Wyoming's Buffalo planning area covers about 7.4 million acres of federal, state and private lands. Of that total, 780,000 are federal surface acres and 4.8 million are federal mineral acres.

Approval of the Miles City plan opens the door for companies to sign federal leases for more than 1.5 million acres of land containing about 71 billion tons of coal and 6.6 million acres of land where some 7,000 are to be drilled, the complaint says.

Under the Buffalo plan, coal leases will be available for over 500,000 acres where approximately 10.2 billion tons of coal will be mined, and another 3.3 million acres where more than 11,000 gas and oil wells will be drilled.

The time horizon for both resource management plans is 20 years, the complaint says.

The plaintiffs claim the agency neglected its duty to achieve a balance between public use of the land and its minerals by approving resource management plans for the Miles City and Buffalo planning areas through a "single Record of Decision," and that it failed to take a "hard look" at the potential environmental consequences, in violation of the National Environmental Policy Act.

The plaintiffs say that the bureau should have studied available alternatives such as narrowing the scope of coal development, methods of reducing methane and other emissions, and the long-term effects on land use, population density and growth, and a wide range of environmental factors.

In 2009, President Barack Obama announced federal goals of reducing U.S. greenhouse gas emissions to 17 percent below 2005 levels by 2020, but the Western Organization of Resource Councils says the bureau, a federal agency, is not following that directive.

"To us, it is out of step with the government's climate plan," said plaintiff attorney Laura King of the Western Environmental Law Center in Helena, Mont.

She added: "This is a NEPA claim, so we are saying the BLM's environmental impact statement did not adequately consider the affects of all this energy development on the climate and the surrounding area."

In addition to the Western Organization of Resource Councils, the plaintiffs include Montana Environmental Information Center, Powder River Basin Resource Council, Northern Plains Resource Council, the Sierra Club and the Natural Resources Defense Council.

The defendants are the Bureau of Land Management, agency director Neil Kornze, Interior Department Secretary Sally Jewell, and Janice Schneider, assistant secretary of land and minerals management.
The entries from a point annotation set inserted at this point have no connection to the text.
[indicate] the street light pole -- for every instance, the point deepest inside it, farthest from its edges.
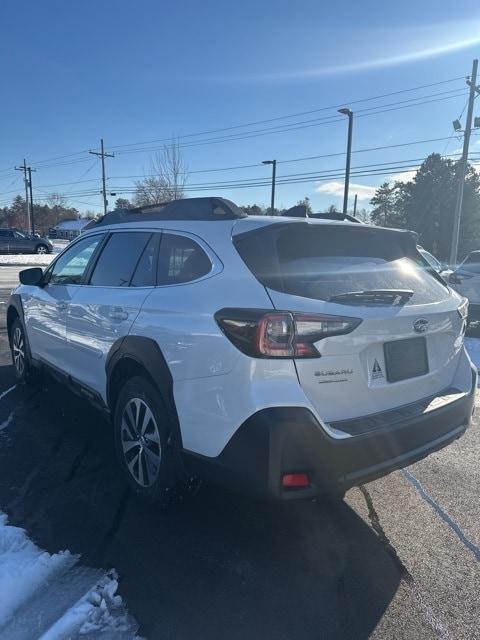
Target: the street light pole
(274, 175)
(462, 169)
(349, 113)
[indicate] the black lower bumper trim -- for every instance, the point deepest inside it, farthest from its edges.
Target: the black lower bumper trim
(277, 441)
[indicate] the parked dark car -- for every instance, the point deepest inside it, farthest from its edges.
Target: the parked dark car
(14, 241)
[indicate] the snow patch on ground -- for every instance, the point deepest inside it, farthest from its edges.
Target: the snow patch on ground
(24, 568)
(98, 613)
(27, 574)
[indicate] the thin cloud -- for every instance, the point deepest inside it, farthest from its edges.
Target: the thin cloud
(403, 176)
(334, 188)
(417, 43)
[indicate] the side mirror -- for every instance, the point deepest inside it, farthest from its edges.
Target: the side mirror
(32, 277)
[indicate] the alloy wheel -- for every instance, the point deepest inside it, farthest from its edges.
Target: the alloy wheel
(140, 439)
(18, 351)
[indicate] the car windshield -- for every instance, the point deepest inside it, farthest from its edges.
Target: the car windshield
(430, 259)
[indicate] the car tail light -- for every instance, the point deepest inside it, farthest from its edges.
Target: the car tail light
(280, 334)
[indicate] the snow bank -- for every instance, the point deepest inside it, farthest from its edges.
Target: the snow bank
(24, 568)
(54, 598)
(97, 613)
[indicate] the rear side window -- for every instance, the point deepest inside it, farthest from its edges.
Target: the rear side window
(146, 270)
(119, 259)
(181, 259)
(328, 262)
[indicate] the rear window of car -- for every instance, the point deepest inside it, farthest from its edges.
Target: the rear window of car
(324, 262)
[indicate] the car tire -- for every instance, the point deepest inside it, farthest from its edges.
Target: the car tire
(143, 441)
(24, 371)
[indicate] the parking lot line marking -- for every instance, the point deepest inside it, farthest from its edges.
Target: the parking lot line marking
(454, 526)
(4, 393)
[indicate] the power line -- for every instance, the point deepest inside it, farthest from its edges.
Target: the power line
(376, 169)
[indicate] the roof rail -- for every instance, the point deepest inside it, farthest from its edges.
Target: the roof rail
(186, 209)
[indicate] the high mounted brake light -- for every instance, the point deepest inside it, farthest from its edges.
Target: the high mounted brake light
(280, 334)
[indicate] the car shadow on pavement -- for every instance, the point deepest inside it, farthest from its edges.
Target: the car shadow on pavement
(217, 566)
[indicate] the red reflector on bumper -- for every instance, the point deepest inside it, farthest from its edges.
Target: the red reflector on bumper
(295, 480)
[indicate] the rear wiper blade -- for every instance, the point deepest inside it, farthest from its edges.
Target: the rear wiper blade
(391, 297)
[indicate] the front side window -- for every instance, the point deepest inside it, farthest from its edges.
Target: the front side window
(119, 259)
(71, 266)
(181, 259)
(338, 263)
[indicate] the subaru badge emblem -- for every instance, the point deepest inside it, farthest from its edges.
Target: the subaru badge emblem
(420, 325)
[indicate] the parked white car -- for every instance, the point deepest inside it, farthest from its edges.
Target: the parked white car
(466, 280)
(288, 357)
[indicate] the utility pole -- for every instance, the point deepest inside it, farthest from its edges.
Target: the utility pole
(32, 222)
(24, 168)
(349, 113)
(462, 169)
(103, 155)
(274, 177)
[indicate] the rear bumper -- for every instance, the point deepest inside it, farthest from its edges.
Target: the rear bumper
(277, 441)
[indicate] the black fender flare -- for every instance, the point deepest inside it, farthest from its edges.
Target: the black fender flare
(146, 353)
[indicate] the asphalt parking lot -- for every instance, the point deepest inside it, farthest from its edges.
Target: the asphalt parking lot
(400, 558)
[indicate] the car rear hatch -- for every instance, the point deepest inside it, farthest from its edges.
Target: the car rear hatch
(402, 329)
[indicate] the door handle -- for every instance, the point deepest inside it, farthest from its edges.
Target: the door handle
(117, 313)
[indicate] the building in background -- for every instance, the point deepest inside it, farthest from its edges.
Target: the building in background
(68, 229)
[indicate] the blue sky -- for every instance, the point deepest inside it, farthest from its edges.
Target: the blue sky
(136, 71)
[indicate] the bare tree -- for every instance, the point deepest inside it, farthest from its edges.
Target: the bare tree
(166, 180)
(56, 199)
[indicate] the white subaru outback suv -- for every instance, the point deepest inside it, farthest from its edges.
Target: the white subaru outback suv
(287, 357)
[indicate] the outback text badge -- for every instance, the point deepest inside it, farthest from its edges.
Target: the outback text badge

The plaintiffs want the court to enjoin the defendants from approving the leasing or development of coal, oil or gas "until federal defendants have demonstrated compliance with NEPA and APA (Administrative Procedures Act.)"

They also seek payment of their court costs and attorneys' fees.

In addition to Laura King, the plaintiffs are represented by Shilo Hernandez, also of the Western Environmental Law Center, in Helena, Mont.; Kyle Tisdale of the Western Environmental Law Center, in Taos, N.M.; Nathaniel Shoaff of the Sierra Club, in San Francisco; and Sharon Buccino and Alison Kelly of the Natural Resources Defense Council, in Washington, D.C.